How do we identify the effect of room acoustics on a frequency response, so that we know to stay far away from it? That is where the multiple mics placed around the listening area come into play. If you have a dip in a frequency response measured in all the microphones, it is unlikely to be a modal issue, which would manifest at the same frequency in all listening positions, at different resonance levels. Even then, it is better to approach with caution and make only gentle changes to the spectrum. It is always more advisable to cut peaks in a response than boost dips, since any boost will eat into system headroom and move you closer to its limit.

The most common mistake made while system tuning is to try and boost a dip that is actually indicative of a nasty energy cancellation due to signals arriving out of phase at a specific position. Increasing the output of those frequencies doesn’t result in any visible change to the frequency response, so one might try to boost the same frequencies with an even higher gain. Before you know it, you have used up the system headroom and eventually fry the system as it runs near its limits!

Fig.2: Test Microphone Positions

System optimization

There are many other processes required to optimize a system for a particular purpose, and it is important to not take any shortcuts. We have only covered a small portion of system optimization, and even the topics we have covered like equalization take months/years of study and practice to truly master.

Time alignment, setting effective limiters to protect the system, creating presets for different ways of using a system and phase measurements are just some of the many other system optimization tasks. It is also worthwhile to test each speaker independently to ensure you have received them in working condition. Never assume that a speaker fresh out of a sealed box must be in perfect working condition. Drivers can be out of phase, and can sometimes even be damaged. It is worthwhile measuring the harmonic distortion curves of each speaker to compare with the factory datasheets. This will ensure that you start optimizing a working system.

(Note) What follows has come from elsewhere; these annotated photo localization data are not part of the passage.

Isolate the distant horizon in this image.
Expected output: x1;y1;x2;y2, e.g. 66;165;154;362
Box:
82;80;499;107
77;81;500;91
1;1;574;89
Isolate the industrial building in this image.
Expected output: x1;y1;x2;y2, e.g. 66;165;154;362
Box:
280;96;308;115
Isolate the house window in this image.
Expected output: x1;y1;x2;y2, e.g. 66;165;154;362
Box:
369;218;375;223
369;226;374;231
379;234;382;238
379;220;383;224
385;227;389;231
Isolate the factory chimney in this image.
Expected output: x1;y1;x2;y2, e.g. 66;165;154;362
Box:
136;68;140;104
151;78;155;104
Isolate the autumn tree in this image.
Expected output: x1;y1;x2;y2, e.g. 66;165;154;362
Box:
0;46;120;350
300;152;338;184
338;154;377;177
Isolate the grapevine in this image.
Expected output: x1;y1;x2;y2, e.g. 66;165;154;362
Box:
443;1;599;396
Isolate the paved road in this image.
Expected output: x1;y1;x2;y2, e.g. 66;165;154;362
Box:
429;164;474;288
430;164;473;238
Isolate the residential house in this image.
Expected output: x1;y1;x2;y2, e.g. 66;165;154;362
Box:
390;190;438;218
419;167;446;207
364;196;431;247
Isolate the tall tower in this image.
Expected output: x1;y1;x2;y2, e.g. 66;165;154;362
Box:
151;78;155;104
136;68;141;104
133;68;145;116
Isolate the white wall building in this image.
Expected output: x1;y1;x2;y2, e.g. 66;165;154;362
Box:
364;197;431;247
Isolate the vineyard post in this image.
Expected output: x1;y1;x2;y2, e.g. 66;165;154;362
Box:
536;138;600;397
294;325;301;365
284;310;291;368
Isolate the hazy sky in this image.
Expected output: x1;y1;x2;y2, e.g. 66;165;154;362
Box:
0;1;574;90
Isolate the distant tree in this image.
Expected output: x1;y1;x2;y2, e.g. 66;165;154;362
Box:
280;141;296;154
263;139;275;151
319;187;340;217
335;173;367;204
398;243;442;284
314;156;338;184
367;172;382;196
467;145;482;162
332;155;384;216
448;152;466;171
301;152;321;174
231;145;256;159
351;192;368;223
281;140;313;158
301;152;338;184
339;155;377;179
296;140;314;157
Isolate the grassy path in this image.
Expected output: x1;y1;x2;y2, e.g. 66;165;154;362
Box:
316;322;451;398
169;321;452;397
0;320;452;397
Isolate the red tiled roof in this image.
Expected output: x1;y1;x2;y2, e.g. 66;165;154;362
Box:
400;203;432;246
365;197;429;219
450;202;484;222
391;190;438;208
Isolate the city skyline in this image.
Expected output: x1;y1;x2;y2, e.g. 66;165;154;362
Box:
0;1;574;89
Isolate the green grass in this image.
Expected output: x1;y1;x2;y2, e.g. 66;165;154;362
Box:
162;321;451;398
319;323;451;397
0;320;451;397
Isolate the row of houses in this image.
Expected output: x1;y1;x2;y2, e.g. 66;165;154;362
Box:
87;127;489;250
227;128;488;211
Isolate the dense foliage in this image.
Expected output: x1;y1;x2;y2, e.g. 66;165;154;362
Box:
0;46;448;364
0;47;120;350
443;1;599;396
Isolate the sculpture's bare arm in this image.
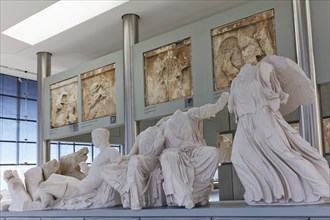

Finally, the most important tools required to optimize a system are your ears. There is no substitute for a good ear, and the only way to truly create a good sounding system is to use a combination of measuring tools and critical listening to verify your work. Critical listening ability sets apart the good from the truly great system designers. It is something that can be developed and improved with practice and experience, and therefore needs to be given importance while honing your system optimization skills!